SIAPAKAH SAHABAT YESUS


Kasih Yang Lebih Besat

Refleksi Natal
 oleh Pdt. Lenis Kogoya

Saudaraku,
Jika belum ada benih yang ditabur, maka sia-sialah kita mengharapkan pertumbuhan hingga pembuahan. Artinya, jika belum ada yang mau berkorban atau mau membayar harga secara sukarela, maka hasilnya memang tak akan nampak, tapi yang ada hanyalah kegiatan dan aktivitas belaka kekristenan. Ingat, Yesus membayar harga secara sukarela dengan cara: Ia bersedia datang ke dunia, mau mengambil rupa manusia, menderita dan mati di salibkan, maka dunia diselamatkan. 

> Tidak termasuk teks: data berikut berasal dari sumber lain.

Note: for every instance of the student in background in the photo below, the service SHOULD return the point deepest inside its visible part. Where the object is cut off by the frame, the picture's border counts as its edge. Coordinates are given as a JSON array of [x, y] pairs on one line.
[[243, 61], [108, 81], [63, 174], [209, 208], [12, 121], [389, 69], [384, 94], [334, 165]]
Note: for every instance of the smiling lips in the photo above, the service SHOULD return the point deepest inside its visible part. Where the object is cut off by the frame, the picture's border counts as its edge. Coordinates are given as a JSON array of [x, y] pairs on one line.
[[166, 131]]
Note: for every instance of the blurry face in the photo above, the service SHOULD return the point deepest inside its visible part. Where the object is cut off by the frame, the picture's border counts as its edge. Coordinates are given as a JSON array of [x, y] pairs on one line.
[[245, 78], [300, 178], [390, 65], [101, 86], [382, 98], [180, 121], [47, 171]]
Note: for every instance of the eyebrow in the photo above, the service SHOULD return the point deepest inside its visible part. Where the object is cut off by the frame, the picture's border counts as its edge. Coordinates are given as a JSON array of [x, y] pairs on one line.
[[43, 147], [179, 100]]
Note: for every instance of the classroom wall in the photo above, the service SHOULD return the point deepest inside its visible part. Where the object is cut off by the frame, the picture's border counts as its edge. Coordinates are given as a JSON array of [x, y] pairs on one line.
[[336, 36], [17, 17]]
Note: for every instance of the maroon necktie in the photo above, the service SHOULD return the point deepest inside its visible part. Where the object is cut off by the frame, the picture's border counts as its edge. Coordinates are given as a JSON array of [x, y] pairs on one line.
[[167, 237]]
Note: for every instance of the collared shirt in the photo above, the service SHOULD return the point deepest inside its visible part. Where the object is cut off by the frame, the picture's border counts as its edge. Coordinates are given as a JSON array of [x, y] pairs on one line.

Ingat akan firman-Nya ini:
"Tidak ada kasih yang lebih besar dari pada kasih seorang yang memberikan nyawanya untuk sahabat-sahabatnya." (Yoh. 15:13). Dia mati secara sukarela bagi orang lain yakni orang berdoa sebagai untuk dijadikan sebagai sahabat-sahabat-Nya, sehingga orang berdoa itu diselamatkan seperti yang kita alami sekarang. Artinya, sahabat Yesus adalah "orang berdosa," sebab untuk merekalah Ia datang dan mati di kayu salib sebagai wujud kasih Allah akan dunia ini. 

Sahabatku,
Marilah kita ekspresikan kasih yang kita miliki di dalam Yesus Kristus itu dengan sukarela dan nyata kepada semua orang sebagai sahabat kita sehingga mereka merasakan makna Natal secara sungguh-sungguh di dalam kehidupannya.